Plenarinho / 05/06/2018 - 00h47

Em todas as rodas políticas em Brasília e na capital mineira, quando o assunto é a sucessão estadual, o nome do professor Ruy Muniz é citado como a maior liderança regional e que deve participar do processo disputando cargo ou não. Muniz pavimentou a sua candidatura ao Senado e espera pela decisão de diversos partidos para definir o seu caminho no processo.  

Crise na educação 
De acordo com uma fonte ligada ao Sind-UTE Montes Claros, que preferiu não ser identificada, a revolta dos servidores é ainda maior este mês. Isso porque o governo ainda não divulgou as datas em que serão depositadas as parcelas do pagamento. Segundo a fonte, nos bastidores a informação é de que o pagamento da primeira parcela não deve sair antes do dia 20. “Isso gera um problema enorme para a nossa categoria, principalmente porque todas as contas vencem antes dessa data. A informação que nós temos é que a previsão de pagamento da primeira parcela seja depositada apenas no dia 22 desse mês”, o que deve ser confirmado nas próximas horas.
 
Dúvidas
A sucessão em Minas Gerais está realmente muito confusa pois os partidos políticos tentam viabilizar os apoios para futuras coligações e, assim, ganhar tempo em rádio e televisão. Também a disputa pela cadeira de Fernando Pimentel mobiliza políticos importantes, já que pelo menos sete deles pretendem a candidatura majoritária.
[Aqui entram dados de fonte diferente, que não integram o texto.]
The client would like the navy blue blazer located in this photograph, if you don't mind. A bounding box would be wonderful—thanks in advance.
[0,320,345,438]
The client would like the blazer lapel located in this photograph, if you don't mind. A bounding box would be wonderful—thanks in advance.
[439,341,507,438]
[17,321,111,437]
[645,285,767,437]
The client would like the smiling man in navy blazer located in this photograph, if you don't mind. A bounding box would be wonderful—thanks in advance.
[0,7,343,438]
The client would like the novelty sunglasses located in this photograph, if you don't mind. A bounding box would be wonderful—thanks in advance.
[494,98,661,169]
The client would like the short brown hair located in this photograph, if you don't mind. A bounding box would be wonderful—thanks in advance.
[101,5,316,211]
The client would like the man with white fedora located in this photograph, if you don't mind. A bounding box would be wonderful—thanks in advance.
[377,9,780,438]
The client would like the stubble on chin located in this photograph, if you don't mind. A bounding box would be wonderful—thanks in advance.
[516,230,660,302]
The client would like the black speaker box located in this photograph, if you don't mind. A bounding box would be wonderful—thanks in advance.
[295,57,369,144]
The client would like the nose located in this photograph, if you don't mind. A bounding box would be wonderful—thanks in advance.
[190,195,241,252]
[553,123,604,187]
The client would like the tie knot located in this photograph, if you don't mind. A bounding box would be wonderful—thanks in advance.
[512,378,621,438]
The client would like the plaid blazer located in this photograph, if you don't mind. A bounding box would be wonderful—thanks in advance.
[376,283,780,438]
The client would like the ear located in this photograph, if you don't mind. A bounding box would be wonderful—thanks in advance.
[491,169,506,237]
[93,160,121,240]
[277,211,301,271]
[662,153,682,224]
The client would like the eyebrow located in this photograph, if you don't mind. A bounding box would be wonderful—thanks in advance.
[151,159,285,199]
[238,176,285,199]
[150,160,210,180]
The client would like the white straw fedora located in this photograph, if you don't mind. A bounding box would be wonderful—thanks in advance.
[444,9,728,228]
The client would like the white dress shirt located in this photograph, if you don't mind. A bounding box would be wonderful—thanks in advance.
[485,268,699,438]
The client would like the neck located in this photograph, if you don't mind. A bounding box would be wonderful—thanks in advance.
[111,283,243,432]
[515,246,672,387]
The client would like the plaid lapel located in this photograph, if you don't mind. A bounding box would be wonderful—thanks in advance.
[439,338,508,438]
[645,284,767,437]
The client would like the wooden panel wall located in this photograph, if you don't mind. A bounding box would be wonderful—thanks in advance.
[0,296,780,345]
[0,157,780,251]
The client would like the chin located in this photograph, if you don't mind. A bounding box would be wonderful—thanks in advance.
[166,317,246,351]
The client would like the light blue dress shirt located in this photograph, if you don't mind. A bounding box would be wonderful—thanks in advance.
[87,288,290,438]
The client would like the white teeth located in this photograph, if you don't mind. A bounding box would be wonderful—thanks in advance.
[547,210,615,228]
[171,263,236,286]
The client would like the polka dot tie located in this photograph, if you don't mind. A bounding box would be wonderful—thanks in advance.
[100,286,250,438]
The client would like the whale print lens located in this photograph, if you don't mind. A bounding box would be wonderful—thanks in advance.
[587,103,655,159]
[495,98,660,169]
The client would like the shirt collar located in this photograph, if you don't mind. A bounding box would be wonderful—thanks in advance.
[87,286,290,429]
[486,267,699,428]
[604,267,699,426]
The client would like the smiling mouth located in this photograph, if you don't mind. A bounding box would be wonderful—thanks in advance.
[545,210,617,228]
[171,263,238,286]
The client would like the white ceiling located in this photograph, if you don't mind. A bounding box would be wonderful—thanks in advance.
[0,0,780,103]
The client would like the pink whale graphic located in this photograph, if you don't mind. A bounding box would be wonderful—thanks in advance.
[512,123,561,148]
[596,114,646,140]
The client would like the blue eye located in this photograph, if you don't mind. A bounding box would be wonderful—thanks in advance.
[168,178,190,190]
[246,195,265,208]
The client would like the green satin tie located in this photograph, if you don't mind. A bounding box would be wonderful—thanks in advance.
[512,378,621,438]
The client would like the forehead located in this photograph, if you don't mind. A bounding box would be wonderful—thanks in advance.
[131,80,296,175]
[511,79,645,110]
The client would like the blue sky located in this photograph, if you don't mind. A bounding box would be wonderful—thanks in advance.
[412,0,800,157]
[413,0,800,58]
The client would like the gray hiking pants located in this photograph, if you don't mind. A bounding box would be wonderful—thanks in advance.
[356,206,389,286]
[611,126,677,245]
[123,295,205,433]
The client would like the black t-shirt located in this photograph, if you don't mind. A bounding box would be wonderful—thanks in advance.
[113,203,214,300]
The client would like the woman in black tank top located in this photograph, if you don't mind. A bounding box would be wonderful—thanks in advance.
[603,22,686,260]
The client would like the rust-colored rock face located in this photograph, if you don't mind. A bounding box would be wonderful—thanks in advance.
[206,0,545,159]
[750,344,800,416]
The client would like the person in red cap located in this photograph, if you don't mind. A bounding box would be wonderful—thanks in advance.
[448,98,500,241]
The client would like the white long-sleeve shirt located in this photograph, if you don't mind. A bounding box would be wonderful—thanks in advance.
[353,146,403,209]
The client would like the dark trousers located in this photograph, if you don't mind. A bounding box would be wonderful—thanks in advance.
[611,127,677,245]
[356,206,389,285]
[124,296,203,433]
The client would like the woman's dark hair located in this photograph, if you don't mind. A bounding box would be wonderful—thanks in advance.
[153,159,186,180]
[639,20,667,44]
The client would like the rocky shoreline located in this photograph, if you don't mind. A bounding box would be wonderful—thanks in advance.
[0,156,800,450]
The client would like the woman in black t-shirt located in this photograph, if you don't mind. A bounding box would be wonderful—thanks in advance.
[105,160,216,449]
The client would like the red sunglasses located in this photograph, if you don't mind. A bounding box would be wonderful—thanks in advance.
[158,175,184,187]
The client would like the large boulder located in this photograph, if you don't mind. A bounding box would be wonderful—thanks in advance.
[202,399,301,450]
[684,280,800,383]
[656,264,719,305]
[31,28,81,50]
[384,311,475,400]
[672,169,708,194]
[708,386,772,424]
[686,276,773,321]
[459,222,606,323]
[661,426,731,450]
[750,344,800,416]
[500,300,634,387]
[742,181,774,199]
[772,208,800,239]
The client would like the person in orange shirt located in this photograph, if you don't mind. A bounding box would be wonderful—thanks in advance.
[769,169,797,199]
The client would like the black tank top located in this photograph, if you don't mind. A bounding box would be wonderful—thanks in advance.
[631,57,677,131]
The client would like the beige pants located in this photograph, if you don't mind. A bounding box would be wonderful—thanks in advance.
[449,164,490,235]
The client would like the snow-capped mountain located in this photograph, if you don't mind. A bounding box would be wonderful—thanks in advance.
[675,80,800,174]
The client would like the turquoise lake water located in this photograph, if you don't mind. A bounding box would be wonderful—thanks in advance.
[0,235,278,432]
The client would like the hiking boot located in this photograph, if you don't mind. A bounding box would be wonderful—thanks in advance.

Além do atual governador, Lacerda, Pinheiro, Pacheco, Lopes, Mares Guia, Rousseff e Anastasia correm atrás de apoio, até mesmo de antigos adversários, para consolidarem as pretensões.
 
Carlos Viana
O vereador Wilton Dias, pré-candidato a deputado estadual, trouxe a Montes Claros o radialista Carlos Viana, que é pré-candidato ao Senado Federal. Agora mesmo o pré-candidato do PSDB ao governo do Estado, Antonio Anastasia, anda negociando com partidos a formação de sua chapa e ele até pode apoiar o nome do jornalista Carlos Viana, recém-filiado ao PHS, para compor uma das vagas de candidatos ao Senado. Os dois se reuniram em Belo Horizonte para alinhavar os detalhes. Apesar da conversa adiantada e já dada como certa por integrantes do PSDB, ainda resta uma confirmação vinda do diretório estadual do PHS para que a situação se concretize, já que a legenda ainda negocia seu apoio a um dos pré-candidatos ao Palácio da Liberdade. 
 
Normalidade
Mesmo com as redes sociais tentando criar um clima de divisão e também de certa balbúrdia anunciando nova paralisação dos caminhoneiros, o abastecimento voltou a sua normalidade e trazendo prejuízos para os mais afoitos. Teve uma dona de casa no bairro Morada da Serra que comprou 10 botijões de gás ao preço de R$ 150, mas o mesmo está custando R$ 80 e assim, teve um prejuízo enorme. Outros abasteceram diversos galões com gasolina pagando preço em torno de R$ 10 reais. A pressa é realmente inimiga de muitos.